Franklin supervisors hear proposal for ‘tiny house’ community
By J. Chambless
A community of tiny homes that would be rented by visitors might be coming to Franklin Township if approval is eventually granted. The Board of Supervisors were introduced to the proposal at their Oct. 16 meeting.
Benson McConkie gave a slide show presentation on a variety of tiny house communities around the country. The compact, barebones dwellings are meant to reduce environmental impact and trim excess consumption, and have become a trend nationwide.
McConkie is visiting several townships in the area to see if they would be receptive to his idea for an Airbnb community of no more than 15 tiny houses that visitors could rent. There would be no full-time residents. He pointed specifically to nearby Longwood Gardens as a source of out-of-town guests who need accommodations.
McConkie’s presentation highlighted a similar community in Elizabethtown, which is what the new community would emulate. He is gauging interest from several locations, asking municipalities to see how receptive they are to the idea, and if zoning would allow it.
At this time, tiny homes would be considered manufactured housing by Franklin Township’s zoning regulations. The board advised McConkie to check with the Chester County Health Department, since they saw septic as being one issue that could be a stumbling block for the proposal. The board invited McConkie to return once he had investigated how he would provide septic and water, and how he would deal with stormwater, for a tiny home community.

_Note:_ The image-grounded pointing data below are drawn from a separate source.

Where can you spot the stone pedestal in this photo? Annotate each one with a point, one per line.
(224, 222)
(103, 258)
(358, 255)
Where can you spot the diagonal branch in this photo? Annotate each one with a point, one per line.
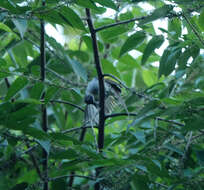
(43, 107)
(101, 90)
(194, 29)
(100, 80)
(119, 23)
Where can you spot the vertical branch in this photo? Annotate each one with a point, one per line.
(100, 80)
(101, 90)
(43, 107)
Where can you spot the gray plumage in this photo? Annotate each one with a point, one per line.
(112, 97)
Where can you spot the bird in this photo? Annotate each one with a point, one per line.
(112, 97)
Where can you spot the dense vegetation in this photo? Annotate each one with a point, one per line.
(154, 138)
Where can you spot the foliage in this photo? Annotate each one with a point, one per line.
(156, 144)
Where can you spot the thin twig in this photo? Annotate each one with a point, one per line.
(34, 161)
(75, 129)
(68, 103)
(81, 176)
(119, 23)
(194, 29)
(100, 80)
(135, 114)
(43, 106)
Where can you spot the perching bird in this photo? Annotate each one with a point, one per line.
(112, 97)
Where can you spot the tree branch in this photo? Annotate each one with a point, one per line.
(100, 80)
(68, 103)
(101, 90)
(43, 106)
(194, 29)
(119, 23)
(135, 114)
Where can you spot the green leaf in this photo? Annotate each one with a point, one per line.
(201, 20)
(107, 3)
(139, 182)
(174, 27)
(78, 68)
(72, 18)
(132, 42)
(68, 154)
(36, 133)
(21, 25)
(87, 4)
(15, 87)
(158, 13)
(149, 77)
(5, 27)
(154, 43)
(168, 61)
(140, 135)
(45, 144)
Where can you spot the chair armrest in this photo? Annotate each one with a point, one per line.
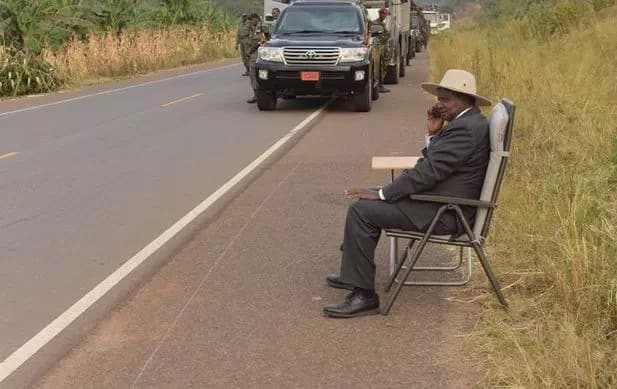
(393, 163)
(453, 200)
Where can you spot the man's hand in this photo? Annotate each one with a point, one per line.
(364, 194)
(434, 120)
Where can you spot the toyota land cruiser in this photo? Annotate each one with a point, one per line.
(319, 48)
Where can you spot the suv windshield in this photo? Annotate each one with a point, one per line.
(325, 20)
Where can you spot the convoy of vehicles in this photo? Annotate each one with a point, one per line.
(320, 47)
(328, 48)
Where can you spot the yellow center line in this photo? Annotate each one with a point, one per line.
(182, 99)
(9, 155)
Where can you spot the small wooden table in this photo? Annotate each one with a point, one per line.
(393, 163)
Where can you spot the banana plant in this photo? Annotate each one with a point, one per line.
(28, 26)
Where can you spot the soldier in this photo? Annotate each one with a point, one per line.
(425, 30)
(256, 39)
(242, 36)
(275, 14)
(386, 53)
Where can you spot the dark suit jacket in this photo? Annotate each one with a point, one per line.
(454, 164)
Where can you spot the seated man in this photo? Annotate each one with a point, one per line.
(454, 164)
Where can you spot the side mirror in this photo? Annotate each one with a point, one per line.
(376, 30)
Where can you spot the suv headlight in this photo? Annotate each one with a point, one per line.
(272, 54)
(354, 54)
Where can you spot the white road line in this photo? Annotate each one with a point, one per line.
(188, 302)
(115, 90)
(32, 346)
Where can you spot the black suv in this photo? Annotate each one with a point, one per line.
(320, 48)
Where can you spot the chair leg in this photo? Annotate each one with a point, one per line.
(393, 253)
(412, 261)
(464, 280)
(408, 253)
(443, 268)
(489, 274)
(482, 257)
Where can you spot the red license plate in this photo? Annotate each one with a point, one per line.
(309, 76)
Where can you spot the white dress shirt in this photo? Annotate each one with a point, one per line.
(427, 140)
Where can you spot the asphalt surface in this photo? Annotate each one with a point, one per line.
(86, 183)
(240, 305)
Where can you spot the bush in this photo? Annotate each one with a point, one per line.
(22, 75)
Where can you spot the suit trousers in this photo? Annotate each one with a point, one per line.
(363, 225)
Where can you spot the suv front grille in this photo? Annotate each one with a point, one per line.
(311, 55)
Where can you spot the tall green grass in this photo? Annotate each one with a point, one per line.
(48, 43)
(555, 235)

The vacant historic building at 3327 New London Road in Kemblesville was addressed by township solicitor Mark Thompson, who reported that the township won its appeal in the Court of Common Pleas. He will be contacting the District Court Judge to address the six violations that were on hold until the decision was reached.
HARB and Historical Commission chairman Paul Lagasse reported that an Oct. 8 meeting with PennDOT representatives went well. PennDOT will be installing crosswalks at the new three-way stop in Kemblesville, and is considering additional ones north and south of the gateway islands, which they also agreed to install.
They discussed ways to add greenery where the current grassy island will be replaced by new pavement markings, signage for the crosswalk and stop signs. Lagasse said he was pleased that PennDOT considered his letter, as well as their consideration of the requests for crosswalks and gateway islands.